Clark Hits Integration Plan at Mark Twain JHS
Date: Jul 27, 1974
Caption: Judge Jack Weinstein approved a plan to desegregate Mark Twain Junior High School by making it a “gifted and talented” school to attract white students. Long-time desegregation advocate and psychologist Dr. Kenneth Clark denounced the proposed plan.
When Judge Jack Weinstein initially issued a court order to integrate District 21 schools, he proposed a wide-reaching plan that called for the Board of Education, District 21’s school board, and private real estate developers and housing officials to integrate the district’s neighborhoods and schools. White parents were furious with the decision and threatened to subvert the court order, leave the city, or withdraw their children from public schools. The district school board, whose members were all white, shared the white parents’ preference for segregation, but also felt that they had to meet the requirements of the court.

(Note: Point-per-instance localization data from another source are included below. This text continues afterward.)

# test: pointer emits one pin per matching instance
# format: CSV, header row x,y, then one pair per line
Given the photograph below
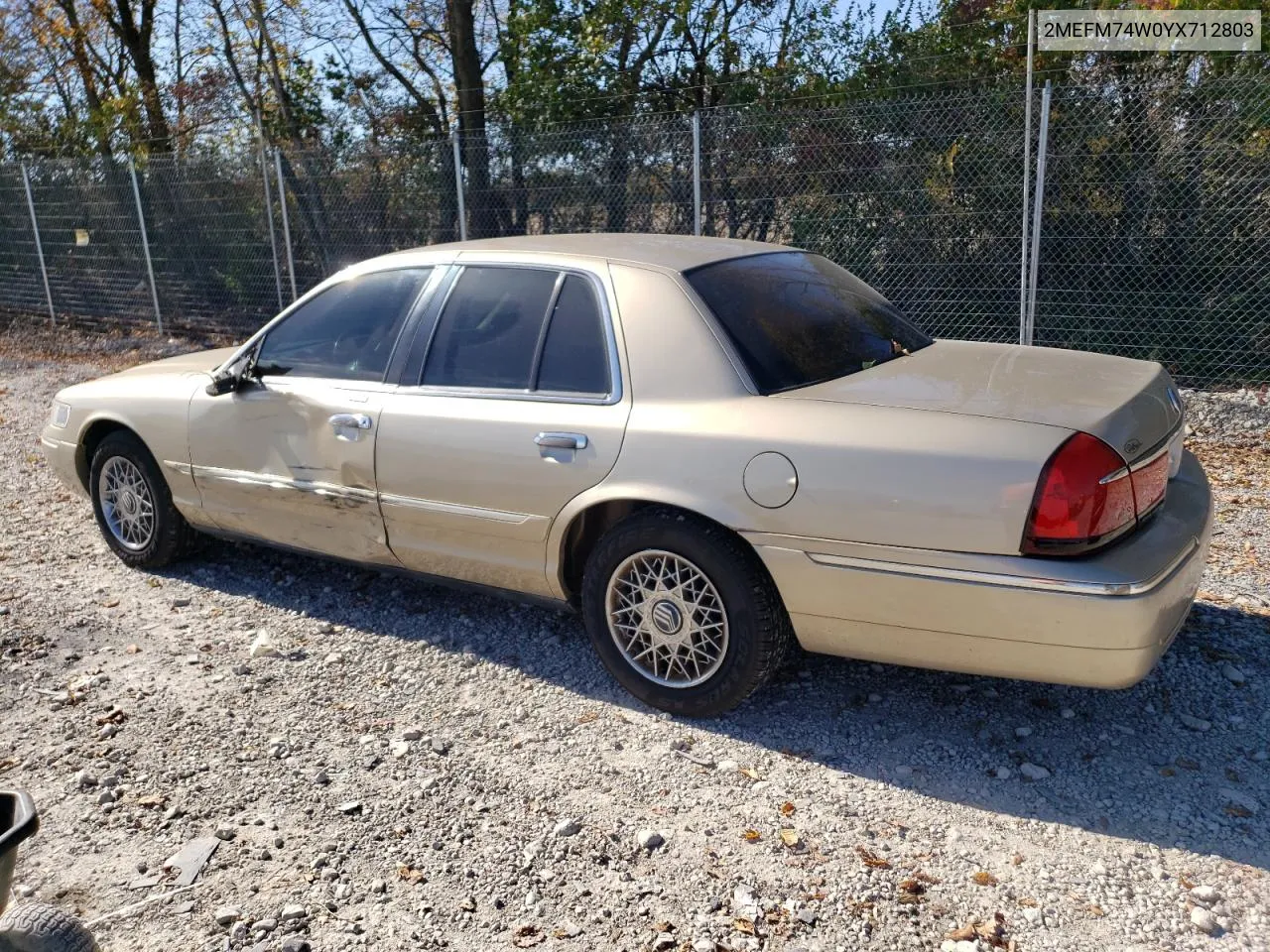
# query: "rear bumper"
x,y
1100,621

As a compromise to accommodate white parents’ preferences while also meeting the court requirements, the school board proposed turning Mark Twain into a “gifted and talented” school. They hoped that this would attract white parents to the school, and they assumed that more white students than Black or Latinx students would qualify for the school. The judge accepted the proposal and Curtis J. Berger, a Columbia Law School professor, drafted the plan.
The above Amsterdam News article captures how Dr. Kenneth Clark and others criticized the plan. Dr. Clark was a Black psychologist who had worked with his wife Dr. Mamie Phipps Clark in support of desegregation. Dr. Kenneth Clark saw the Mark Twain plan as an attempt “to evade the politically explosive issue of desegregation.” And he said it was an example of educational tracking, by which he meant unequal opportunities in a school’s curriculum and classes.
Despite Dr. Clark’s criticisms, the judge approved Berger’s plan and Mark Twain became a middle school known for its “gifted and talented” program.
Categories: Brooklyn, K-12 organizing
Tags: racist segregation, white people, court cases, curriculum, disability labels, zoning and student assignment, student achievement, white liberalism, ableist ideas
This item is part of "School Governance and Democratic Control" in "How Did New York City Segregate its Schools?"
Item Details
Date: Jul 27, 1974
Creator: New York Amsterdam News
Source: New York Amsterdam News
Copyright: Under copyright. Used with permission.
How to cite: “Clark Hits Integration Plan at Mark Twain JHS,” New York Amsterdam News, in New York City Civil Rights History Project, Accessed: [Month Day, Year], https://nyccivilrightshistory.org/gallery/clark-hits-integration-plan.
Questions to Consider
- Why do you think Dr. Kenneth Clark labeled the plan “obscene, immoral, illegal, and unconstitutional”? Do you agree with his assessment?
- What does Berger mean when he says that his plan is “the only plan that can succeed”? Whose preferences did Berger have in mind?
- How does the decision to turn Mark Twain into a magnet school illustrate who has power and how power works within the New York City school system? What has changed, or stayed the same, since the 1974 desegregation case at Mark Twain?